Residents of a central Edmonton neighbourhood are concerned about the proposed addition of a crematorium just steps away from some of their backyards.

‘I don't think people realize … how close it really could be to your home’

Prince Rupert neighbourhood organizer Marilyn Dumkee at a rally outside the facility at 119th Street and 114th Avenue on March 6th. (Scott Neufeld/CBC)

Residents of a central Edmonton neighbourhood are concerned about the proposed addition of a crematorium just steps away from some of their backyards.

An application before city council could rezone industrial land that borders the Prince Rupert community at the corner of 119th Street and 114th Avenue, clearing the way for the current building at the site to be used as a crematorium. 

About 50 residents from the Prince Rupert neighbourhood gathered to protest the proposed rezoning Saturday afternoon. Potential health impacts are one of the biggest concerns for those living nearby.

Organizer Marilyn Dumkee said some of their yards would be less than 100 metres away from the building.

"That's our biggest concern that there is no minimum separation," Dumkee said. "I don't think people realize this and how close it really could be to your home.
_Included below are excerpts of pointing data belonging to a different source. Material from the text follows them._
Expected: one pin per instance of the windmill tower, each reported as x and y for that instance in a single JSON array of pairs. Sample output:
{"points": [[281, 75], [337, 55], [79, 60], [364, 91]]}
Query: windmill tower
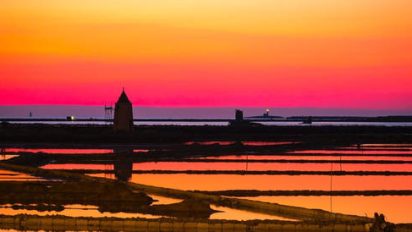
{"points": [[123, 114], [108, 113]]}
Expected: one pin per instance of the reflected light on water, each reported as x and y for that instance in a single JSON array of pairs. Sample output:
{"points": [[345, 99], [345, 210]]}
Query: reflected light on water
{"points": [[395, 208]]}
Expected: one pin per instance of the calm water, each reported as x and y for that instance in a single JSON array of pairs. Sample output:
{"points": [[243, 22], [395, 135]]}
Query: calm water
{"points": [[396, 208], [239, 166]]}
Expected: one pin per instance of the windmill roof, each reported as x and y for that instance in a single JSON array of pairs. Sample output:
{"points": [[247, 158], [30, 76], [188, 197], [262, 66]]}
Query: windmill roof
{"points": [[123, 98]]}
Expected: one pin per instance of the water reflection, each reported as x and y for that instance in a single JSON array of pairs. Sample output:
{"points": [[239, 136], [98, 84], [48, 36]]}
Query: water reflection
{"points": [[396, 208], [123, 164]]}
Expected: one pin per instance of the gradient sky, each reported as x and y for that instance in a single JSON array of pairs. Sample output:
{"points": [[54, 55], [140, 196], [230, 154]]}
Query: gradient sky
{"points": [[295, 53]]}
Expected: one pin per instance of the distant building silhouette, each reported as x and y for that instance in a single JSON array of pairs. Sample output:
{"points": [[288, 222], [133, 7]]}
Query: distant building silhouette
{"points": [[123, 114]]}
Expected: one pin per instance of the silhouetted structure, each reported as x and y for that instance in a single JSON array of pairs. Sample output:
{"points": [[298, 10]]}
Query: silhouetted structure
{"points": [[123, 114], [239, 115]]}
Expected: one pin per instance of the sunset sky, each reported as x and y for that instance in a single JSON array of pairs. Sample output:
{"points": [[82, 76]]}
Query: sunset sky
{"points": [[275, 53]]}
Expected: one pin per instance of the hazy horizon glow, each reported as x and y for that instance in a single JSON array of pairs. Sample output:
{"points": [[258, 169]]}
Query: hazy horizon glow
{"points": [[298, 53]]}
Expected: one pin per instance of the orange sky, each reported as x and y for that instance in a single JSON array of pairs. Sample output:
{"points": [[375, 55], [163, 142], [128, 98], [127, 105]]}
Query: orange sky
{"points": [[318, 53]]}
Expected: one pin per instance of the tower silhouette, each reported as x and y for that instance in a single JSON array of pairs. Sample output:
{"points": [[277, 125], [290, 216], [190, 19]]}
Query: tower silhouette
{"points": [[123, 114]]}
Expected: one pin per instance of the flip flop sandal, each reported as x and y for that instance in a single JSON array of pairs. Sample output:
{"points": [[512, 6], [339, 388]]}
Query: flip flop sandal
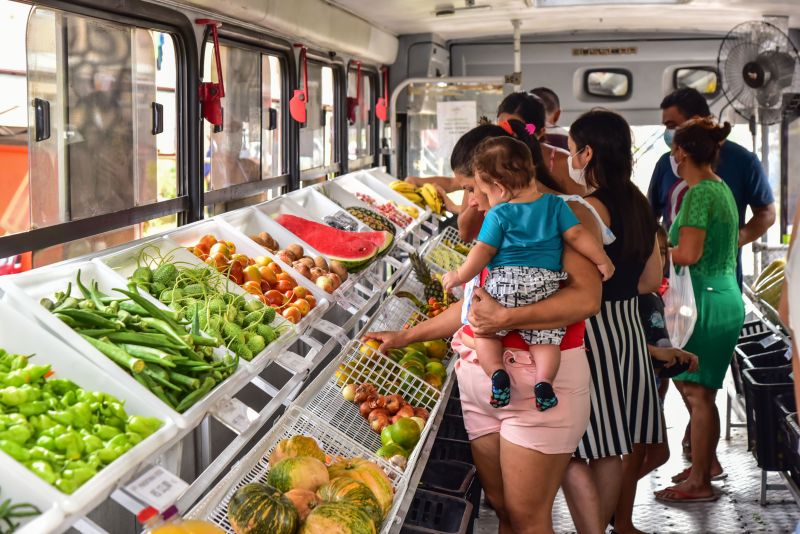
{"points": [[683, 475], [681, 496]]}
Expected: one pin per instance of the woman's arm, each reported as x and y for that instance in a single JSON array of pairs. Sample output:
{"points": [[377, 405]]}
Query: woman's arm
{"points": [[576, 301], [690, 248], [653, 272], [443, 325]]}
They wouldn't want it. 

"It's Prince Rupert today but it could be any community tomorrow as long as you're bordering on all of these commercial and industrial zones, it's a discretionary use and it could be coming to your neighbourhood next," Dumkee said.

The western edge of the neighbourhood borders a medium industrial zone that is home to a number of businesses like body shops, couriers and storage facilities. Rezoning would see it turned into an industrial business zone, which allows for the discretionary use of a crematorium.

Coun. Bev Esslinger said she's heard the worry from community members.

"We're constantly reviewing our zoning bylaws and it might be something that we have to consider in the future," Esslinger said.

"Do we put in separation distances? What are some other additional guidelines that we might need to consider? That would take a bigger body of work I believe but that might be something that we want to do out of this."

The management of Trinity Funeral Homes says two other facilities have operated in Edmonton without issue since 2012. (Scott Neufeld/CBC)

Trinity Funeral Homes, the business that has purchased the building, confirmed that they are currently working with the City of Edmonton on the proposed zoning change that would allow for the use of funeral, cremation and interment services at the site. 

In a statement, Trinity management said they often hear concerns when opening new facilities, while acknowledging that death can be an uncomfortable topic for many. 

The business has operated two other cremators in Edmonton since 2012 "without incident," they added.

"Over the years cremators have been designed to be extremely safe to operate while minimizing emissions and environmental concerns," the statement said.

The rezoning proposal will be before council on March 16.


  • An earlier version of this story incorrectly stated that emissions coming from crematoriums are monitored by the Alberta Funeral Services Regulatory Board. The AFSRB does not investigate environmental issues such as crematory emissions.